Compliance functions continue to face diverse pressure with shifting supervisory expectations, no let-up in the volume of regulatory change and the start of many of the big implementation programs for major complex legislation.

Working in an ever-changing regulatory environment has become the norm for financial services firms. According to the Thomson Reuters Cost of Compliance survey, the expectation is that there will be a further increase in the amount of information published by regulators, though the expectation has eased slightly since last year’s results.

In 2013, 81 percent of respondents expected an increase in the amount of information published while for 2014, expectations have eased off slightly with 75 percent expecting more to be published.
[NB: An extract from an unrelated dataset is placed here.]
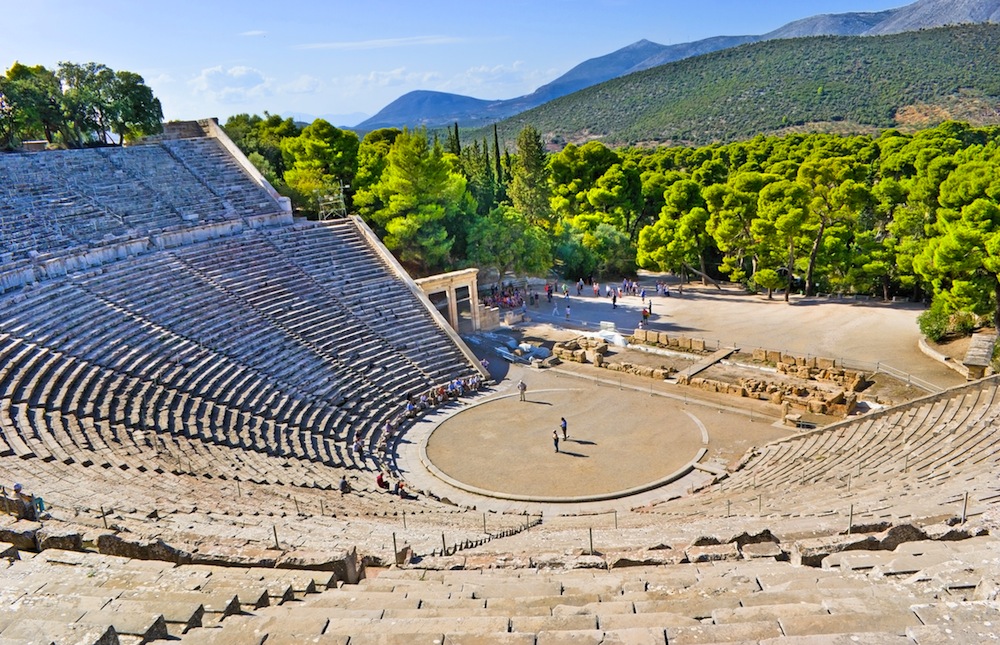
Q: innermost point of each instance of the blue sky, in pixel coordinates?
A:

The results are positive in that they show expectations are not quite as high as they were in 2013, but the reality is that any regulatory material which does appear in 2014 will simply add to the vast amounts of regulatory information with which compliance officers already struggle with.

“The ability to comply with confidence and transparency is integral to building trust in the financial services sector,” said Chris Perry, managing director of risk at Thomson Reuters. “Compliance leaders are being held to increased accountability amidst an ever-increasing volume of regulation, the expectation to move and comply fast, and the exposure to record fines for non-compliance, now regularly totaling in the billions.”

One of the more onerous regulations is the Commodity Futures Trading Commission’s Rule 1.73, which requires futures commission merchants (FCMs) to pre-screen orders to trade swaps prior to execution, ensuring certainty of clearing acceptance by their clearing member at the time of execution. The rule designed to reduce systemic risk and ensures that clearing firms are in compliance with regulations in the United States and Europe.

Newedge is building a system to handle risks arising from compliance with CFTC Rule 1.73. “We at Newedge are continuously evolving our services and systems to offer our clients a premier experience from pre- to post-trade,” said Brad Giemza, senior IT director at Newedge.

LimitEdge, a workflow tool, is an addition to Newedge’s platform which manages the set up and approval process for pre-trade controls as well as calibrates the controls to the respective credit limits of our clients. In addition, Newedge has made enhancements to the existing intra-day monitoring with a proxy VaR as an additional check and balance, said Giemza.